Une rue de Dar es Salaam en feu lors des manifestations / Afrik.com
La Tanzanie s’est réveillée jeudi matin sans connexion internet, au lendemain d’élections présidentielles et législatives entachées de violences dans plusieurs villes, notamment à Dar es Salaam, où un couvre-feu a été instauré.
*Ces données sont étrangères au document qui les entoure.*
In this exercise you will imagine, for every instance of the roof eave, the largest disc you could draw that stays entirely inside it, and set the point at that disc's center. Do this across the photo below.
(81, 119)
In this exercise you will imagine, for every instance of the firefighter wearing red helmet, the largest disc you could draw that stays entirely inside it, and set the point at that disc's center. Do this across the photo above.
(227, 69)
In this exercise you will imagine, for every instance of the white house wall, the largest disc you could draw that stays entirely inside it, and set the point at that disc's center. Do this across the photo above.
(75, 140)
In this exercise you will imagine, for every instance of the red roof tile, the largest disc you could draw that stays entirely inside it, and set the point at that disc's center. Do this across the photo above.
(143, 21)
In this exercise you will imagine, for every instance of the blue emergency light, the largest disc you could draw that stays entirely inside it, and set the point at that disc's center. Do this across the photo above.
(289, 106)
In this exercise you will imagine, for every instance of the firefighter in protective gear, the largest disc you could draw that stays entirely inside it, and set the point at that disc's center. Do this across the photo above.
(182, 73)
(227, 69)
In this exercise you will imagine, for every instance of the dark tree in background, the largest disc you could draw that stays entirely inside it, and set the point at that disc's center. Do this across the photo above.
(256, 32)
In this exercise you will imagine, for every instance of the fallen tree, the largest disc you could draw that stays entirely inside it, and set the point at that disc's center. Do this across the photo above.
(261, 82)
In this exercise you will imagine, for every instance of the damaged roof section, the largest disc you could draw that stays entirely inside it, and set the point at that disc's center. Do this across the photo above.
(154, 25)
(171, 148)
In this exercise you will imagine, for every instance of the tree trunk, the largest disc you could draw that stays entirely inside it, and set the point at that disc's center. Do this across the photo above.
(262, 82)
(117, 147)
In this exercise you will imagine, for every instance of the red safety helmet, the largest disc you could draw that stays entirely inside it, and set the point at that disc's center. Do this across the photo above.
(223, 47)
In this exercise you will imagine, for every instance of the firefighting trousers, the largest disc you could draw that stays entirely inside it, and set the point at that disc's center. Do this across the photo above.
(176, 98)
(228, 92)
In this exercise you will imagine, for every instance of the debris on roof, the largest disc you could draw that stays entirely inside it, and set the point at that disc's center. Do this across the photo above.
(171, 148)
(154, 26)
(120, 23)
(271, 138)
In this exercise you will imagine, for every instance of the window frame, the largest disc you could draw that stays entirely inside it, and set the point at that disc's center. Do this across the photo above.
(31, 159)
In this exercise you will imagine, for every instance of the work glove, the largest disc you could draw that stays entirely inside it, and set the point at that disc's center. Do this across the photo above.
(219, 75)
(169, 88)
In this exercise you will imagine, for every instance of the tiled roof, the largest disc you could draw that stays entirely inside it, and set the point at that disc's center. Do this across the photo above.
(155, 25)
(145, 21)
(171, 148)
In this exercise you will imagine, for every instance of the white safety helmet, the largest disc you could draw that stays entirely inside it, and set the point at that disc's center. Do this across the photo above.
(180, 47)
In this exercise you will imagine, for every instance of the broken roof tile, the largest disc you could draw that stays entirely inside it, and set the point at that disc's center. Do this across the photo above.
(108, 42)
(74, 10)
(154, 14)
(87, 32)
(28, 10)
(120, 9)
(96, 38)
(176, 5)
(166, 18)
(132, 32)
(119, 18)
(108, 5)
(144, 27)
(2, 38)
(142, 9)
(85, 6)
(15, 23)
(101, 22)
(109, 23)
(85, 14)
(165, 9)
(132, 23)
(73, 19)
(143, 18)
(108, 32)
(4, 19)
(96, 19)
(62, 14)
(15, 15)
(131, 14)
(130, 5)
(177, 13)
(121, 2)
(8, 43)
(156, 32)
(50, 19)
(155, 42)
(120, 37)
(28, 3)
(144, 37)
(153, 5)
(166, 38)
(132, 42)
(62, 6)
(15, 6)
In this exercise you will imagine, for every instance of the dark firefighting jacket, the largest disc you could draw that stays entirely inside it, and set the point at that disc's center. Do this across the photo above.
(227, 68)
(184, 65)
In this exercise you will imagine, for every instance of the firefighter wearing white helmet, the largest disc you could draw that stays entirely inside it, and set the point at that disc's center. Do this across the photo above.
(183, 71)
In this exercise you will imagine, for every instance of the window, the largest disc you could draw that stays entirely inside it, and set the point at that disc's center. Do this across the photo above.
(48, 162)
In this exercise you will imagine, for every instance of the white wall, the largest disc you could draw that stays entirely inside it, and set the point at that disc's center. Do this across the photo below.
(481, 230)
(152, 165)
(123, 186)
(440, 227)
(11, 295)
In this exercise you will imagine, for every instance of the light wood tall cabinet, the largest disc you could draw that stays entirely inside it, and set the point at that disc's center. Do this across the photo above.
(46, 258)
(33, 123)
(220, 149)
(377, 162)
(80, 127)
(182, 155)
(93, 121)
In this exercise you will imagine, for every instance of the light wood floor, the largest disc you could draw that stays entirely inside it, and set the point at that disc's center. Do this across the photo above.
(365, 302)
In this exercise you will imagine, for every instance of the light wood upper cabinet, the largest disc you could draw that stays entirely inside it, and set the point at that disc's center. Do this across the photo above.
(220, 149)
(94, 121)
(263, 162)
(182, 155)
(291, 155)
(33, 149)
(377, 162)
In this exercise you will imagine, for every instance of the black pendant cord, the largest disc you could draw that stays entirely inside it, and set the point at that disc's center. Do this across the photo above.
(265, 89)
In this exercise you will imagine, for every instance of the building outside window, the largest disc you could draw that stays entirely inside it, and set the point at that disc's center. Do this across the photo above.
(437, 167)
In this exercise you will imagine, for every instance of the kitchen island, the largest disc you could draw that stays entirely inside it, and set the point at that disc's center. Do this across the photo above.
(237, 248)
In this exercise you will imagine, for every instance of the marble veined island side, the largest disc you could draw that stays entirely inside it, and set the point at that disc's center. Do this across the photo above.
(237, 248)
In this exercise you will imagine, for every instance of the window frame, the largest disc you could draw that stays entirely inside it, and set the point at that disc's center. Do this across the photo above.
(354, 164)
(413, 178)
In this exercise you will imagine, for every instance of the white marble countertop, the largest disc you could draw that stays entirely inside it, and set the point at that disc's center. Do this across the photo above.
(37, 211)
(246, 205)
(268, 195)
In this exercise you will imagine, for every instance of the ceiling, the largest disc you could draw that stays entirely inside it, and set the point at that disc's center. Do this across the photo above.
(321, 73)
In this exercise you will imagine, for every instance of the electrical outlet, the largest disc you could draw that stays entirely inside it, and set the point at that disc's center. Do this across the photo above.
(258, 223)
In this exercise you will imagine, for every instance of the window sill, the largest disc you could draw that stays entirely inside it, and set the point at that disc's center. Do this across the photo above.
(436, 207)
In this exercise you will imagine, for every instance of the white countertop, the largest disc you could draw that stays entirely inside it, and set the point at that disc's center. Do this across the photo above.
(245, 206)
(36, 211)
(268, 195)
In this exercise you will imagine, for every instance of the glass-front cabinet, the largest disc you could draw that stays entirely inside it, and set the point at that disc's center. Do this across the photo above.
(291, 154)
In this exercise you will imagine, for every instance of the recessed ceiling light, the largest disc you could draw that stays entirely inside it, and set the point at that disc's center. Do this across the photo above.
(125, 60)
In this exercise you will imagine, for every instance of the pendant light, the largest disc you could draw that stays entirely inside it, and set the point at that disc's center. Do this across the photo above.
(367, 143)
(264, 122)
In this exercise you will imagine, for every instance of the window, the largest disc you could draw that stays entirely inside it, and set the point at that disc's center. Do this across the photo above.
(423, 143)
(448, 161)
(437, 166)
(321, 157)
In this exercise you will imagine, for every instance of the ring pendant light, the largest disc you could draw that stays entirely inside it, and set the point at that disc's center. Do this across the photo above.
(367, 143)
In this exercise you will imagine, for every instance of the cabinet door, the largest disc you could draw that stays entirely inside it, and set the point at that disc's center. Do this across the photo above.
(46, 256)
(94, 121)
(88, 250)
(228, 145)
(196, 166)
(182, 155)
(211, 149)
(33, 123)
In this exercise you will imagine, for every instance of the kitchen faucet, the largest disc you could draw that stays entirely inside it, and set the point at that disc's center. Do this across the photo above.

Des sources diplomatiques et des témoins évoquent des dizaines de morts et une répression d’ampleur contre les manifestants et les opposants au régime de la présidente sortante, Samia Suluhu Hassan, candidate à un premier mandat électif.
Une élection sous haute tension
Malgré un important dispositif sécuritaire déployé mercredi 29 octobre, des centaines de personnes, principalement de jeunes hommes, sont descendues dans les rues de la capitale économique pour dénoncer un scrutin qu’ils jugent verrouillé.
Un commissariat a été incendié et des slogans tels que « Rendez-nous notre pays ! » ont été entendus, selon un journaliste de l’AFP présent sur place.
Le gouvernement, qui n’a fait aucun commentaire officiel, a décrété un couvre-feu et suspendu l’accès à internet sur l’ensemble du territoire. Les écoles ont été fermées et les fonctionnaires sommés de travailler depuis leur domicile, selon des sources locales. Les médias nationaux, étroitement contrôlés, sont restés silencieux sur les affrontements et n’ont pas diffusé d’informations sur le dépouillement en cours.
Des bilans humains incertains
Si les chiffres restent difficiles à vérifier en raison du black-out numérique, plusieurs sources diplomatiques évoquent plus d’une trentaine de morts à Dar es Salaam et dans d’autres villes comme Songwe (Ouest) et Arusha (Nord-Est).
« C’est sans précédent », a déclaré une source étrangère à l’AFP, estimant que « l’avenir politique de la présidente semble désormais incertain ».
Samia Suluhu Hassan, d’espoir à autoritarisme
Propulsée à la tête du pays en 2021 après la mort de John Magufuli, Samia Suluhu Hassan avait initialement été saluée pour avoir assoupli certaines restrictions et rouvert le dialogue avec la société civile. Mais à l’approche du scrutin, son image s’est ternie : l’opposition et les ONG de défense des droits humains dénoncent une répression accrue, marquée par des arrestations arbitraires, des disparitions et des cas de torture.
Selon Amnesty International, la Tanzanie traverse « une vague de terreur », avec des « exécutions extrajudiciaires et des disparitions forcées » documentées dans les jours précédant le vote. L’organisation appelle les autorités à faire preuve de retenue et à garantir les libertés fondamentales.
Le rôle controversé du fils de la présidente
Une grande partie de la colère populaire vise Abdul Hassan, le fils de la cheffe de l’État, accusé de diriger une « force d’intervention informelle » mêlant police et services de renseignement. D’après le média Africa Intelligence, cette unité aurait multiplié les enlèvements de militants, notamment celui d’une influenceuse populaire surnommée Niffer, accusée d’avoir appelé à manifester.
Une opposition muselée
Le principal parti d’opposition, Chadema, a boycotté les élections après avoir refusé de signer un code électoral jugé injuste. Son chef, Tundu Lissu, arrêté en avril, est actuellement jugé pour trahison, une infraction passible de la peine de mort.
L’autre figure de l’opposition, Luhaga Mpina (ACT-Wazalendo), a été disqualifiée pour des raisons de procédure.
Privée d’opposants crédibles et sous haute surveillance militaire, la présidentielle tanzanienne s’est déroulée dans un climat de méfiance et de peur, tandis que les observateurs étrangers, non accrédités sur le continent, ont été cantonnés à l’archipel de Zanzibar, resté relativement calme.
Les résultats officiels du scrutin sont attendus dans les prochains jours, mais dans un pays privé de communication et où les forces de sécurité contrôlent désormais les principales villes, beaucoup redoutent que la crise politique ne s’enlise.